Derek Jeter of the New York Yankees finally collected career-hit number 3,000 by ripping a ball into the left-field stands for a home run. The lucky young man who retrieved the valuable ball…gave it back, becoming the latest star-crossed fan to fall financial victim to mental accounting.
Writing for TIME a dozen years ago, I noted that the young man who caught Mark McGwire’s record-breaking 62nd home-run ball of the 1998 season lost an estimated $1 million when he dutifully handed the ball back to the St. Louis Cardinals. The Jeter ball was probably worth less — $250,000 by one estimate. But the kid who caught it, 23-year-old Christian Lopez, still owes tens of thousands in student loans. He’s giving away a quarter mil?
And let’s not forget that this is the Yankees, a rich team that is all about the money. The Yankees charge so much for seats and a hot dog that ordinary people would have to mortgage their house for a few tickets and a good time near the dugout. Lopez made a grand, expensive gesture to an organization that only makes such gestures itself when backed into a corner. It was a mistake on many levels.
In case you are wondering, fans have the right to keep any ball hit in the stands. It says so right on the ticket. When Lopez grabbed the Jeter home run ball, he was $250,000 richer. Yet he gave it away in a blink. Here’s what he said: “Mr. Jeter deserved it. Yeah, money is cool and all, but I’m only 23 years old. I have a lot of time to make that. His accomplishment is a milestone.”
I applaud the young man’s sense of propriety. Money isn’t everything. Experiences can be far more valuable. And he did receive some cool stuff from the Yankees in return (for which he can expect a tax bill!). Still, remind me to check in on him in 25 years. If he is like the vast majority of Americans he won’t have anything close to $250,000 in the bank. He just doesn’t know that yet. Lopez’ act illustrates a common mind-set that leads many of us into costly errors in daily money matters.
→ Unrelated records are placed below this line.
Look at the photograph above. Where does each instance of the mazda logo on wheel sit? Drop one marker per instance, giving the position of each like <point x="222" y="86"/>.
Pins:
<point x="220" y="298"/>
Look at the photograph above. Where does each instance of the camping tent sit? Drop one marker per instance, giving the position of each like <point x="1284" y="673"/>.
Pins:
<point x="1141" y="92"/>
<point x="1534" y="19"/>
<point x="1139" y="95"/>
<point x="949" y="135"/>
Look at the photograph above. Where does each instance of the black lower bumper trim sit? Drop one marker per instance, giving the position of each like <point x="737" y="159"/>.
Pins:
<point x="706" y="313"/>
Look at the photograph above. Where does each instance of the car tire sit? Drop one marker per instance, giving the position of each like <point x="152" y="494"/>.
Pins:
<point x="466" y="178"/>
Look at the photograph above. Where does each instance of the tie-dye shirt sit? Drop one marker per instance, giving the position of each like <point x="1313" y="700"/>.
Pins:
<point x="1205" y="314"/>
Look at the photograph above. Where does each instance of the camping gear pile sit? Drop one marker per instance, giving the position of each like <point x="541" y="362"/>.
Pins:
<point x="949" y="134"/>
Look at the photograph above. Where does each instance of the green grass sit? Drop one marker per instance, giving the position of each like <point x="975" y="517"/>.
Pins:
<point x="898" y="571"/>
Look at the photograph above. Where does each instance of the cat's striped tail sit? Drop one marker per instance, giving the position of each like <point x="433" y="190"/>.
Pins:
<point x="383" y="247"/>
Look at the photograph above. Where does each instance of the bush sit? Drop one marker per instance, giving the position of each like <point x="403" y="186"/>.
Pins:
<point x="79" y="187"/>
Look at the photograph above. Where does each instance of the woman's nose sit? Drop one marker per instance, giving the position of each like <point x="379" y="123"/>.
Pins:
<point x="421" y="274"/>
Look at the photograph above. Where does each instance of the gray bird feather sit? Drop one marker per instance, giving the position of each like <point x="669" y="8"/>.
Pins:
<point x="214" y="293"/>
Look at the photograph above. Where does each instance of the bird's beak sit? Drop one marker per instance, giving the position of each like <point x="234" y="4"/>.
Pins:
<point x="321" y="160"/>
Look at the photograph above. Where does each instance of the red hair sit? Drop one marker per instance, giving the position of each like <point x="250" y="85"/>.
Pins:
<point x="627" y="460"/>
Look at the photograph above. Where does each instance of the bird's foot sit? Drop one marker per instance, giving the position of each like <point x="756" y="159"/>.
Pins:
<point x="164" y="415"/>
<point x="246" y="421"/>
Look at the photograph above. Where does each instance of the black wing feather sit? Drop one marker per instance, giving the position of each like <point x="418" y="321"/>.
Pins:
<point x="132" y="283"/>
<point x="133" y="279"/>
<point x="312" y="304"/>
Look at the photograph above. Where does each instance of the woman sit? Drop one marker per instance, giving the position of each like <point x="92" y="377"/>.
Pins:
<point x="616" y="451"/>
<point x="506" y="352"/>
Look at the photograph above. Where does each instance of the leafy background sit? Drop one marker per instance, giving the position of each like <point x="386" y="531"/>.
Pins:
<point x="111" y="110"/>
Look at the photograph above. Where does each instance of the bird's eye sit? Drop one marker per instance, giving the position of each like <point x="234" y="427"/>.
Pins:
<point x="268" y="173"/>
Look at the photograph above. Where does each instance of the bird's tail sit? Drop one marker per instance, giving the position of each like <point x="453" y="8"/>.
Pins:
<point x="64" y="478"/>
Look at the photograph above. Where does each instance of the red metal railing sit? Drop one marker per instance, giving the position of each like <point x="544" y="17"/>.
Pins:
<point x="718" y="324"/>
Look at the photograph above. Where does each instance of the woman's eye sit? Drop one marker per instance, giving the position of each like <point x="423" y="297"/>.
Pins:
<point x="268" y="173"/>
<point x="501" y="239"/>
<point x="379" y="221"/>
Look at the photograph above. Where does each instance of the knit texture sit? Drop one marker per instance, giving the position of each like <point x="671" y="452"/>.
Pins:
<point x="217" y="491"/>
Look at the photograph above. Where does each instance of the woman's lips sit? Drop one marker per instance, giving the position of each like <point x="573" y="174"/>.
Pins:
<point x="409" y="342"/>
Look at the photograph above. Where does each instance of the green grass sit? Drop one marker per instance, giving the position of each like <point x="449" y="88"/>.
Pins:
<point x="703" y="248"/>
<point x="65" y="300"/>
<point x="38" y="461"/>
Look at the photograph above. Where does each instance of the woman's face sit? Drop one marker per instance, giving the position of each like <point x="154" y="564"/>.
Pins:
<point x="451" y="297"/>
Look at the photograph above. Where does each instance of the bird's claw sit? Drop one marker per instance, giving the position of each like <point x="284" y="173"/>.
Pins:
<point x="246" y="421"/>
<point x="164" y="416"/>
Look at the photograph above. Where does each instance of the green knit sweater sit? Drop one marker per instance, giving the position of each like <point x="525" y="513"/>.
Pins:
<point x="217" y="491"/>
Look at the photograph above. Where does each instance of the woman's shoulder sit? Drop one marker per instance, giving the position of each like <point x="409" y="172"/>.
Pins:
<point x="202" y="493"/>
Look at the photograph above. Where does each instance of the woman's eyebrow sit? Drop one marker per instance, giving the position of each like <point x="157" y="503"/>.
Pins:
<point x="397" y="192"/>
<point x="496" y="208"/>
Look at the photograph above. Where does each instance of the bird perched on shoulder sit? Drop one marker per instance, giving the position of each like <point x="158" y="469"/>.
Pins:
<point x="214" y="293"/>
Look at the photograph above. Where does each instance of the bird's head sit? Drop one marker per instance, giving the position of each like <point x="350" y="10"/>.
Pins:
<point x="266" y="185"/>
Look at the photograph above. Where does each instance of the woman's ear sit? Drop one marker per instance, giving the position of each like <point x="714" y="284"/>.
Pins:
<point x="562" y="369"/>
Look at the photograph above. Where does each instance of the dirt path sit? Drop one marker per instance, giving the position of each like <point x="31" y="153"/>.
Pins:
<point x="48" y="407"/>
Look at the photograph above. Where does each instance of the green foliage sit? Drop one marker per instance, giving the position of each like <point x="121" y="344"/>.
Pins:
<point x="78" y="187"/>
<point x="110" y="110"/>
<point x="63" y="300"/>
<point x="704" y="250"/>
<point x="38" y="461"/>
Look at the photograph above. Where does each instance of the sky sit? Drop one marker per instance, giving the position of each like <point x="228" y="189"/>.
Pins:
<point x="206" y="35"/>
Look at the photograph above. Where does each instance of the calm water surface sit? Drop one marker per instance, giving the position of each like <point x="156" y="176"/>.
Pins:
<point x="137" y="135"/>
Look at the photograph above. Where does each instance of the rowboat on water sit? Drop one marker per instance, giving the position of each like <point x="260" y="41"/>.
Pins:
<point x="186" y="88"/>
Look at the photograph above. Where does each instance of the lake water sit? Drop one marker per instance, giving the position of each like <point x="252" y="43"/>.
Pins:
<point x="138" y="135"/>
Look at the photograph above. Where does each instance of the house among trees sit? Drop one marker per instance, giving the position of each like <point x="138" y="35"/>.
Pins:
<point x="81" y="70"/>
Here are his missteps and what you can learn from them:
- Buying on Impulse We all do it on occasion. But impulse buys are almost always a bad deal. Sleep on those decisions, and you’ll probably not spend the money. Credit cards compound the problem by making impulse buys less painful. Lopez’ mistake was giving away his valuable baseball the day he caught it. He could have taken it home and thought about it. If he still decided to give the ball away, Jeter would have been just as grateful. You lose nothing by taking the time to think about your spending decision.
- Hewing to the Crowd There’s comfort in doing what others think you should do. To some degree, Lopez must have felt pressure to do the “right” thing and return the ball. Yet the people making him feel that way had no skin in the game. He should not have allowed external pressures to influence him. You may feel pressure to lease an expensive car or spend money in some other way to keep up with your neighbors and friends. That is a ticket to suffocating indebtedness.
- Easy Come, Easy Go In their book, Why Smart People Make Big Money Mistakes, Gary Belsky and Thomas Gilovich discuss mental accounting: the penchant for placing different values on money obtained in different ways. We tend to spend more frivolously or risk “found” money (a bonus or gift) than money earned through hard work. In casinos, some folks blithely fritter away their gains reasoning that they’re playing with the house’s money. Yet all dollars spend the same. Lopez gave big bucks to a millionaire, but it didn’t feel that way because he had put the home run ball in the “found money” category, where it was easy to spend, gamble or give away. “It’s important that you learn to view all money equally,” write Belsky and Gilovich. “The more time you have to think of money as savings — hard earned or otherwise — the less likely you’ll be to spend it recklessly.